The United States didn't join the war until April 1917, about a year and a half before it ended. An estimated 2,500 people from Whitman County participated, O'English said, including 1,100 students, faculty and staff at what was then Washington State College (WSC). As many as 77 died.
In putting together the exhibit he focused on local stories, rather than the larger geo-political conflict.
One section, for example, highlights the work of American Red Cross volunteers who provided food, gum, cigarettes, postcards and mail to nearly 200,000 soldiers who passed through Spokane on troop trains. Even years after the war ended, young men continued to write to Canteen Capt. Lenna Baird, their "Red Cross mother," thanking her for her help.
"That immediately jumped out as a story that needed to be told," O'English said. "It was a part of the community that had never really been documented."
Another section focuses on the military training that took place at WSC, including the Student Army Training Corps program, which allowed students to spend half their day taking classes and the other half training as soldiers.
The training was indirectly responsible for the death of Mary B. Packingham, the college's only female casualty during the war.
"When the military began sending soldiers here to train, they sent 50 percent more than expected," O'English said. "They were being bunked in hallways and packed in everywhere."
Those were exactly the type of confined conditions that facilitated spreading of the Spanish flu, a global pandemic that ultimately infected a third of the world population and killed more than 50 million people, including 600,000 in the United States.
Two-thirds of WSC's male population fell ill, according to the exhibit. The college gymnasium, two fraternities and three churches were converted to temporary hospitals, and a quarantine was implemented in Pullman, with all public schools, dance halls, pool rooms, lodges and churches being closed.
Packingham was a longtime registered nurse on campus, O'English said.

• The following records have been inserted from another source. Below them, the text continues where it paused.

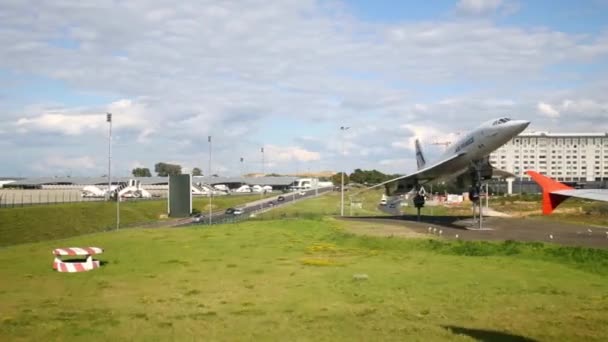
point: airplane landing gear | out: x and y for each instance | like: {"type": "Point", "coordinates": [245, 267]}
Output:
{"type": "Point", "coordinates": [419, 199]}
{"type": "Point", "coordinates": [475, 191]}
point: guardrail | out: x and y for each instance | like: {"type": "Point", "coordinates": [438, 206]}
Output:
{"type": "Point", "coordinates": [254, 213]}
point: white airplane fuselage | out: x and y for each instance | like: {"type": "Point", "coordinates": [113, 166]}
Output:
{"type": "Point", "coordinates": [478, 144]}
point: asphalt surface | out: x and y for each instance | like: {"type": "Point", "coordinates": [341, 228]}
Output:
{"type": "Point", "coordinates": [498, 228]}
{"type": "Point", "coordinates": [267, 203]}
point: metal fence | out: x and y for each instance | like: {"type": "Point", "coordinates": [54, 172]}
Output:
{"type": "Point", "coordinates": [23, 198]}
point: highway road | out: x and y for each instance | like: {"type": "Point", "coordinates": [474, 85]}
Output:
{"type": "Point", "coordinates": [267, 203]}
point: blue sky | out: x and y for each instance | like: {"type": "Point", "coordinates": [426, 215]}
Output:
{"type": "Point", "coordinates": [286, 76]}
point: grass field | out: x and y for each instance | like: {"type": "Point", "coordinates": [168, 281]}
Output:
{"type": "Point", "coordinates": [302, 280]}
{"type": "Point", "coordinates": [45, 222]}
{"type": "Point", "coordinates": [304, 277]}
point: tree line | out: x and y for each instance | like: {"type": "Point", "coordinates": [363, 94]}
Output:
{"type": "Point", "coordinates": [365, 177]}
{"type": "Point", "coordinates": [163, 170]}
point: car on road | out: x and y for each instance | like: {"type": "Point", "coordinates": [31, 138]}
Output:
{"type": "Point", "coordinates": [234, 211]}
{"type": "Point", "coordinates": [198, 218]}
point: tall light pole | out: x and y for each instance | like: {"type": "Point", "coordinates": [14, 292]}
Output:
{"type": "Point", "coordinates": [343, 129]}
{"type": "Point", "coordinates": [263, 174]}
{"type": "Point", "coordinates": [109, 120]}
{"type": "Point", "coordinates": [209, 182]}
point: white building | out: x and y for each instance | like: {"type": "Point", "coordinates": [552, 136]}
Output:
{"type": "Point", "coordinates": [562, 156]}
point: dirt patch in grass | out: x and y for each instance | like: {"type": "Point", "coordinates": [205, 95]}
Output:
{"type": "Point", "coordinates": [380, 229]}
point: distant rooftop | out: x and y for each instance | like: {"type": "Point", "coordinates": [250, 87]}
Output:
{"type": "Point", "coordinates": [548, 134]}
{"type": "Point", "coordinates": [37, 182]}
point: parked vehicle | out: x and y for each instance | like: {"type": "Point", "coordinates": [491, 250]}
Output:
{"type": "Point", "coordinates": [198, 218]}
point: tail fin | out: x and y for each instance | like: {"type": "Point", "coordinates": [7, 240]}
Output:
{"type": "Point", "coordinates": [548, 185]}
{"type": "Point", "coordinates": [420, 161]}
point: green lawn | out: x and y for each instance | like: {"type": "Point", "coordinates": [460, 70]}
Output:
{"type": "Point", "coordinates": [296, 279]}
{"type": "Point", "coordinates": [45, 222]}
{"type": "Point", "coordinates": [302, 277]}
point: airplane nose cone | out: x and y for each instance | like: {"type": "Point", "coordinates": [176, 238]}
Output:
{"type": "Point", "coordinates": [518, 126]}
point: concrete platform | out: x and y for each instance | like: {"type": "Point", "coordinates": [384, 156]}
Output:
{"type": "Point", "coordinates": [502, 228]}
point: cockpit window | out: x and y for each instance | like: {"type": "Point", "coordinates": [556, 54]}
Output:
{"type": "Point", "coordinates": [500, 121]}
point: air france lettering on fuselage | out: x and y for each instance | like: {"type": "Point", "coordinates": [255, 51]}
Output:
{"type": "Point", "coordinates": [475, 146]}
{"type": "Point", "coordinates": [466, 143]}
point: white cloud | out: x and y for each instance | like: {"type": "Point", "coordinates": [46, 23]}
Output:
{"type": "Point", "coordinates": [198, 68]}
{"type": "Point", "coordinates": [289, 153]}
{"type": "Point", "coordinates": [55, 164]}
{"type": "Point", "coordinates": [547, 110]}
{"type": "Point", "coordinates": [479, 6]}
{"type": "Point", "coordinates": [125, 114]}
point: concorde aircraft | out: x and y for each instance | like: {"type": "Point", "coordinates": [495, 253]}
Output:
{"type": "Point", "coordinates": [470, 153]}
{"type": "Point", "coordinates": [555, 192]}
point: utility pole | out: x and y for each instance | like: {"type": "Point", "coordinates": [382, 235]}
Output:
{"type": "Point", "coordinates": [343, 129]}
{"type": "Point", "coordinates": [109, 120]}
{"type": "Point", "coordinates": [209, 182]}
{"type": "Point", "coordinates": [263, 175]}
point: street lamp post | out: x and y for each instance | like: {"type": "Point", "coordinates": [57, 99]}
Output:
{"type": "Point", "coordinates": [209, 182]}
{"type": "Point", "coordinates": [343, 129]}
{"type": "Point", "coordinates": [109, 120]}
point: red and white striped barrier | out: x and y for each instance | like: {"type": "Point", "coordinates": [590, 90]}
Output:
{"type": "Point", "coordinates": [76, 266]}
{"type": "Point", "coordinates": [78, 251]}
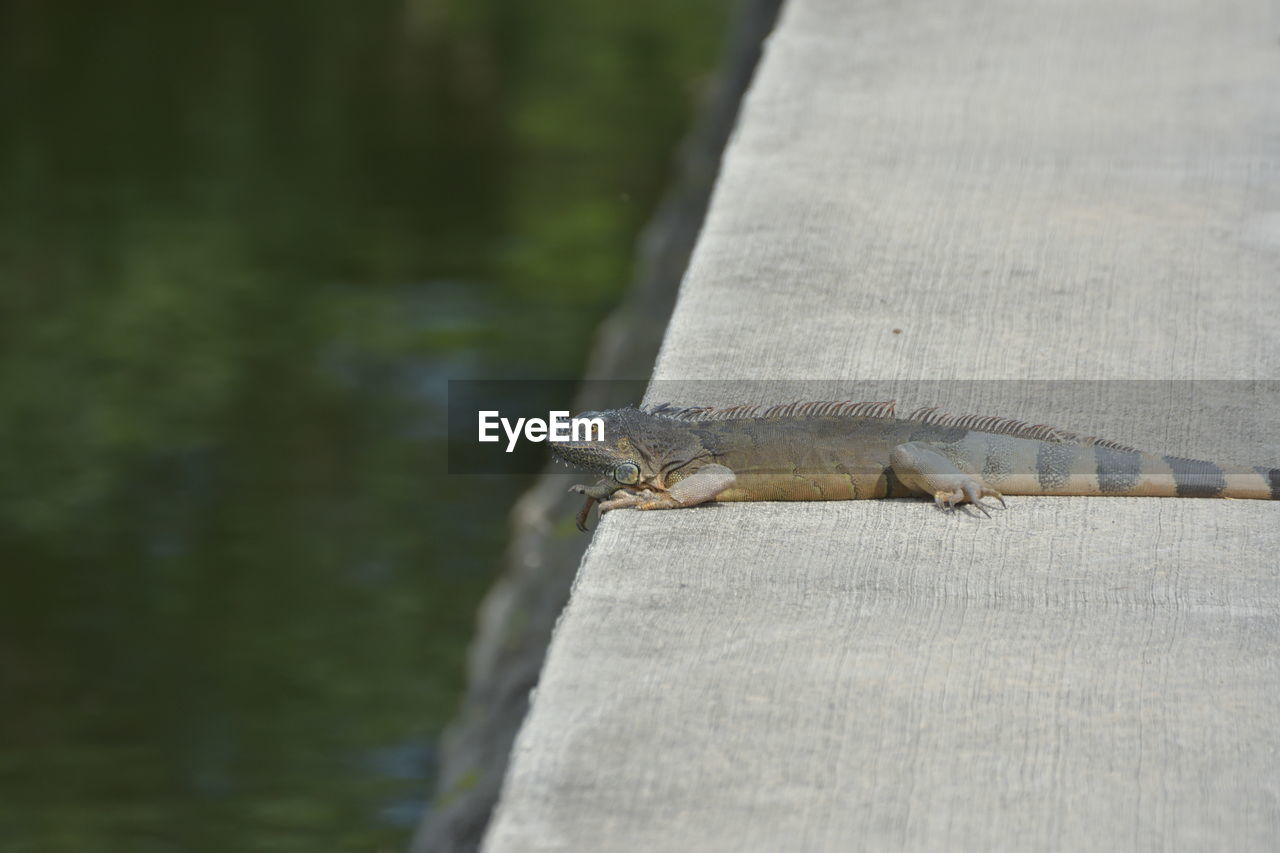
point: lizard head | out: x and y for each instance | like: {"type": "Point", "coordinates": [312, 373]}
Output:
{"type": "Point", "coordinates": [638, 450]}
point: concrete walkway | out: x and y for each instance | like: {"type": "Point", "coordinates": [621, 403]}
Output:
{"type": "Point", "coordinates": [1051, 190]}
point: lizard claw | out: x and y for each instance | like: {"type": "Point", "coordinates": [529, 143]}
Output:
{"type": "Point", "coordinates": [969, 492]}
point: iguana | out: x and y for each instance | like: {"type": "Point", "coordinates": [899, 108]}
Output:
{"type": "Point", "coordinates": [666, 457]}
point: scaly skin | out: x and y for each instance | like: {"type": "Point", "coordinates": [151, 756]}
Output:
{"type": "Point", "coordinates": [664, 457]}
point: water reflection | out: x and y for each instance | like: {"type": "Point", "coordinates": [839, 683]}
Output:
{"type": "Point", "coordinates": [241, 247]}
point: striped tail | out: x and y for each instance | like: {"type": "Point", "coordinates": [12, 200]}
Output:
{"type": "Point", "coordinates": [1064, 469]}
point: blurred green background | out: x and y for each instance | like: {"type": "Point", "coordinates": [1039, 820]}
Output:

After working herself to exhaustion, she caught the flu and died at the Alpha Tau Omega fraternity.
Her portrait hangs in the student medical building today, he said, but unless you know her story it's just a picture on a wall.
Logan Wheeler, another nearly forgotten individual, was responsible for many of the photos displayed in the exhibit. He attended WSC from 1914 to '17 before being drafted. While selling "Wear-Ever" pots and pans to pay his tuition, he put together an album of more than 1,000 black-and-white photos, documenting life at an institution that was then barely 25 years old.
O'English discovered the album while searching for photos of the original Bookie bookstore, which celebrated its 100th anniversary earlier this year. He didn't find anything useful, so he set the album aside, wondering vaguely what happened to Wheeler.
The next day, while continuing his research for the World War I exhibit, he noticed Wheeler's name in a list of WSU veterans. He'd been killed in France in September of 1918, at the age of 23.
"I was sitting in my office looking out on the mall," O'English said. "It was May of this year. Logan Wheeler was here 100 years ago, in May of 1914, having no idea that he'd be dead in four years. Something about that grabs you. One of the things we try to do is make history come alive for students, to turn it from something in books to something they can connect with in their own lives. Logan did that for me."
The World War I exhibit will be on display in the Terrell Library's Manuscripts, Archives and Special Collections room through Oct. 31. A "grand opening" ceremony will take place at 2 p.m. Sept. 4, after students and faculty return for the fall semester.